Copyright ©The Author(s) 2022.
World J Gastroenterol. Mar 7, 2022; 28(9): 897-908
Published online Mar 7, 2022. doi: 10.3748/wjg.v28.i9.897
Figure 3
Figure 3 Platelets, liver regeneration and ischemia/reperfusion injury after partial liver transplantation. After accumulating in the liver graft, platelets excrete hepatocyte growth factor (HGF) and insulin-like growth factor-1 (IGF-1) and collaborate with KCs to increase the release of interleukin-6 (IL-6) and tumor necrosis factor-alpha (TNF-α). As a result, the serum levels of HGF, IGF-1, IL-6 and TNF-α increase under thrombocytosis, which consequently induces the phosphorylation of the ERK, Akt, STAT3 and nuclear factor-kappa B signaling pathways to promote liver regeneration (Cyclin D1).

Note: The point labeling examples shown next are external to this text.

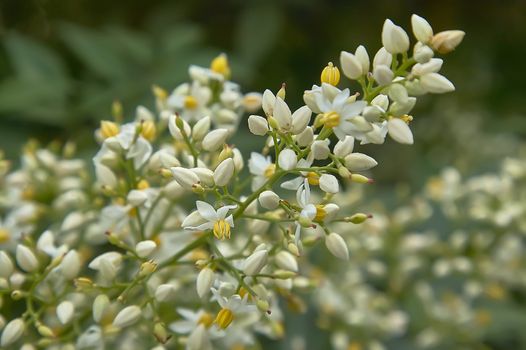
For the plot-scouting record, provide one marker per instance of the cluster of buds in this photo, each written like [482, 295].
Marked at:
[174, 243]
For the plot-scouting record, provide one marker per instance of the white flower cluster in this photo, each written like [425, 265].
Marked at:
[175, 243]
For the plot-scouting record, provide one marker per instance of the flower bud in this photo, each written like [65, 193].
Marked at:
[329, 183]
[145, 248]
[287, 159]
[436, 83]
[12, 332]
[255, 262]
[100, 307]
[65, 311]
[127, 316]
[421, 29]
[257, 125]
[351, 66]
[359, 162]
[300, 119]
[185, 177]
[337, 246]
[224, 172]
[269, 200]
[26, 259]
[215, 139]
[205, 280]
[446, 41]
[394, 38]
[400, 131]
[286, 261]
[201, 128]
[6, 265]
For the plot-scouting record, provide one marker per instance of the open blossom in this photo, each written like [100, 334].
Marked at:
[216, 220]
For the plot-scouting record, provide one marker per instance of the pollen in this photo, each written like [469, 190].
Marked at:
[206, 320]
[313, 178]
[330, 75]
[332, 119]
[224, 318]
[190, 102]
[270, 170]
[221, 229]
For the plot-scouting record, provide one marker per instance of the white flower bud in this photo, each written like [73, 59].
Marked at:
[224, 172]
[337, 246]
[320, 149]
[165, 292]
[269, 200]
[65, 311]
[215, 139]
[70, 265]
[145, 248]
[100, 306]
[137, 198]
[446, 41]
[394, 38]
[286, 261]
[329, 183]
[255, 262]
[201, 128]
[305, 138]
[185, 177]
[351, 65]
[344, 147]
[287, 159]
[6, 265]
[436, 83]
[421, 29]
[127, 316]
[205, 280]
[300, 119]
[282, 114]
[383, 75]
[12, 332]
[400, 131]
[257, 125]
[362, 56]
[26, 259]
[359, 162]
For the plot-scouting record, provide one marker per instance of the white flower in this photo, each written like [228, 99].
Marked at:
[215, 220]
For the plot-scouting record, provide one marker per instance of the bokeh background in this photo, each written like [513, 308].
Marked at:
[62, 63]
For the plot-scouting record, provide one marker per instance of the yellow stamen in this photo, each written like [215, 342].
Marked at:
[321, 213]
[4, 235]
[206, 320]
[313, 178]
[190, 102]
[332, 119]
[221, 229]
[108, 129]
[270, 170]
[224, 318]
[330, 75]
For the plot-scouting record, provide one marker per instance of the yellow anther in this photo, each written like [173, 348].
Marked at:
[4, 235]
[220, 65]
[221, 229]
[148, 130]
[330, 75]
[321, 213]
[313, 178]
[206, 320]
[190, 102]
[270, 170]
[331, 119]
[108, 129]
[224, 318]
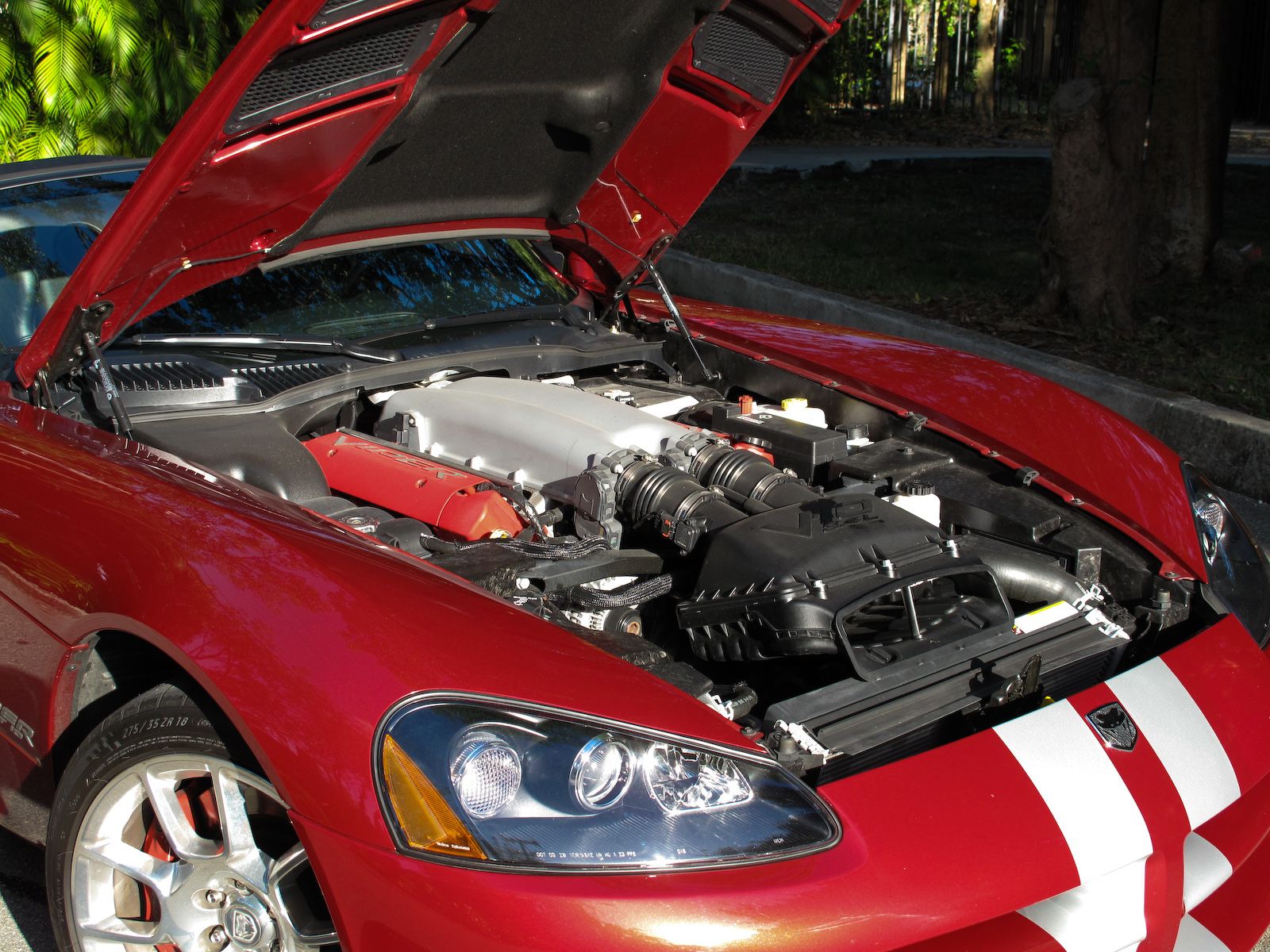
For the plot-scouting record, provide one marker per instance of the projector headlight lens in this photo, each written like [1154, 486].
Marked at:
[499, 784]
[602, 774]
[486, 774]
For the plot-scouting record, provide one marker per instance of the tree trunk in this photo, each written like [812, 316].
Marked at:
[944, 50]
[1049, 29]
[1191, 130]
[899, 56]
[986, 61]
[1099, 124]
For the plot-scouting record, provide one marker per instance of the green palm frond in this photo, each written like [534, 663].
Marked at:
[63, 56]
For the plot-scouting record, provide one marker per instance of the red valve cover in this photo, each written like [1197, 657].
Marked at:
[460, 505]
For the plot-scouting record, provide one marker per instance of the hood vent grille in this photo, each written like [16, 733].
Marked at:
[737, 52]
[344, 63]
[829, 10]
[273, 380]
[156, 376]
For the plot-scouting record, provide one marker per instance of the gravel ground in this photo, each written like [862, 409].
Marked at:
[25, 919]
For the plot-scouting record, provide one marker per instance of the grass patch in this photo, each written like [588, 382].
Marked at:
[958, 243]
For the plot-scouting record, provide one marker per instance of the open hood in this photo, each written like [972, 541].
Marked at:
[603, 124]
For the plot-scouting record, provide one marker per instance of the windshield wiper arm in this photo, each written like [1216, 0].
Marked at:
[268, 342]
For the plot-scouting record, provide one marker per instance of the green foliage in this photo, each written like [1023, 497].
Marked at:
[107, 76]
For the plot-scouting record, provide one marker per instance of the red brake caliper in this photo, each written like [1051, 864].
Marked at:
[206, 819]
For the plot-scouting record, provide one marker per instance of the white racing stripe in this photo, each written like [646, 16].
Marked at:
[1083, 790]
[1181, 736]
[1103, 827]
[1105, 916]
[1193, 937]
[1204, 873]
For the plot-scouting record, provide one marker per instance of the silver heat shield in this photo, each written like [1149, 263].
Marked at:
[533, 433]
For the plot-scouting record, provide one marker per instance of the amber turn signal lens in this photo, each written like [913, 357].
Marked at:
[425, 819]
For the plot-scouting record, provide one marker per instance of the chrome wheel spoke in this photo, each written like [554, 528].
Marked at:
[241, 854]
[167, 856]
[126, 932]
[304, 936]
[160, 876]
[183, 839]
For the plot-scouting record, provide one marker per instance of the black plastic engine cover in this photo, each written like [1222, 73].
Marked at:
[774, 585]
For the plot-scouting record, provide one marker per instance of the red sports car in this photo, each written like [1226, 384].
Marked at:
[389, 562]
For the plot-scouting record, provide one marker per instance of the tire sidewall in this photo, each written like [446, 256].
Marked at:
[171, 725]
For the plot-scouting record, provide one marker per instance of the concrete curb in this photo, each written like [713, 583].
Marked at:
[1231, 447]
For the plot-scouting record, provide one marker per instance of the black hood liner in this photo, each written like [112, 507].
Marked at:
[520, 120]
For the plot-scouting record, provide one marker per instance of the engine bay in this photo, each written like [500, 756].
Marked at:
[844, 584]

On the other hand, platelets do not aggravate in ischemia/reperfusion injury. The phosphorylated Akt pathway inhibits TNF-α-induced apoptosis and necrosis in the liver graft. KCs: Kupffer cells; HGF: Hepatocyte growth factor; IL-6: Interleukin-6; IGF-1: Insulin-like growth factor-1; TNF-α: Tumor necrosis factor-alpha; HGFR: HGF receptor; IGF1R: IGF-1 receptor; gp130: Glycoprotein 130; TNFR1: Tumor necrosis factor receptor; ERK: Extracellular signal-regulated kinase; STAT3: Signal transducer and activator of transcription 3; NF-κB: Nuclear factor-kappa B; Caspase: Cysteinyl aspartate specific proteinase; I/R injury: Ischemia/reperfusion injury.